So yes, next time New York City, I am wearing rubber gloves, nothing personal.

Oh, and also, on the plane ride home, there was a celebrity on my plane.  I actually totally didn’t even know she was a celebrity, until she announced it in front of everyone at the ticket counter.

The daughter of Rev Run was on my flight, she apparently has a show on MTV.

Also, Rev Run is not the same as MC Hammer.

And, she flew coach.

Oh, and she had an entourage, and they all looked hard core, except for this one guy who looked like Chaz Bono.  You know, the dude version of Chaz Bono.  The one with a wiener.

P.S. Oh look, pictures!

P.P.S. Not pictures of wieners, pictures from the trip.

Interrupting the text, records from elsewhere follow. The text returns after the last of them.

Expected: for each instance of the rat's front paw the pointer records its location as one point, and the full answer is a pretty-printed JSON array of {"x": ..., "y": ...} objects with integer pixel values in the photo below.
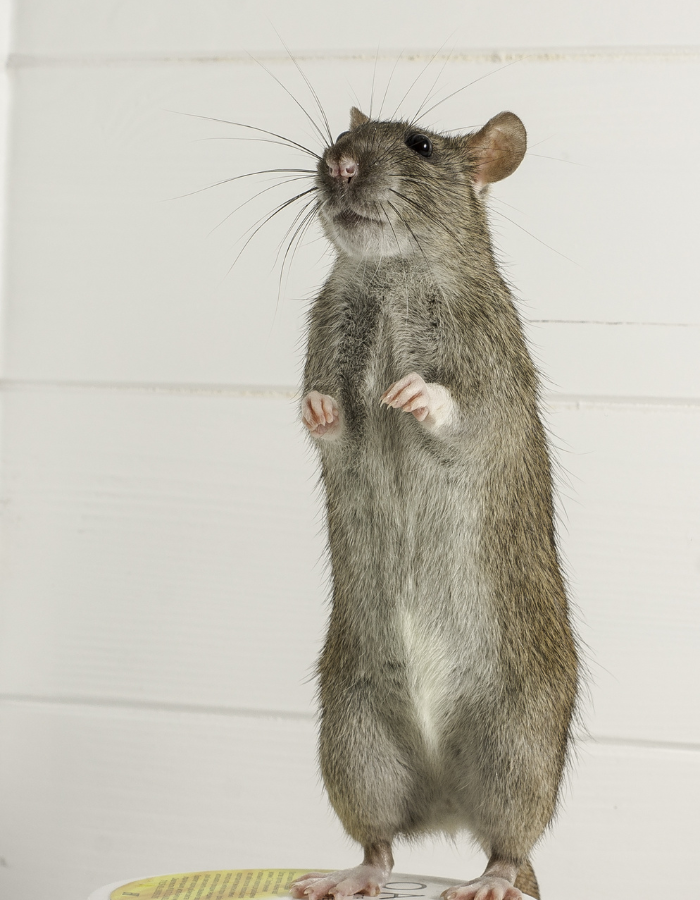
[
  {"x": 321, "y": 414},
  {"x": 429, "y": 403},
  {"x": 488, "y": 887},
  {"x": 411, "y": 394}
]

P.P.P.S. Updated in response to the NYC HATE MAIL taking over my inbox: I totally bought an I *heart* New York tshirt, because, for the most part, as long as I wore rubber gloves and a diaphragm, New York City was wonderful, especially the food.  Specifically the bagels.   And the frozen hot chocolate from Serendipity.  And any meat product on a stick sold from any cart at the corner of any intersection.  Anyways, I only buy tshirts that say things that are true, except for my shirt that says Got Crunk…but that has less to do with truthfullness and more to do with being drunk in Vegas and having a shifty moral compass.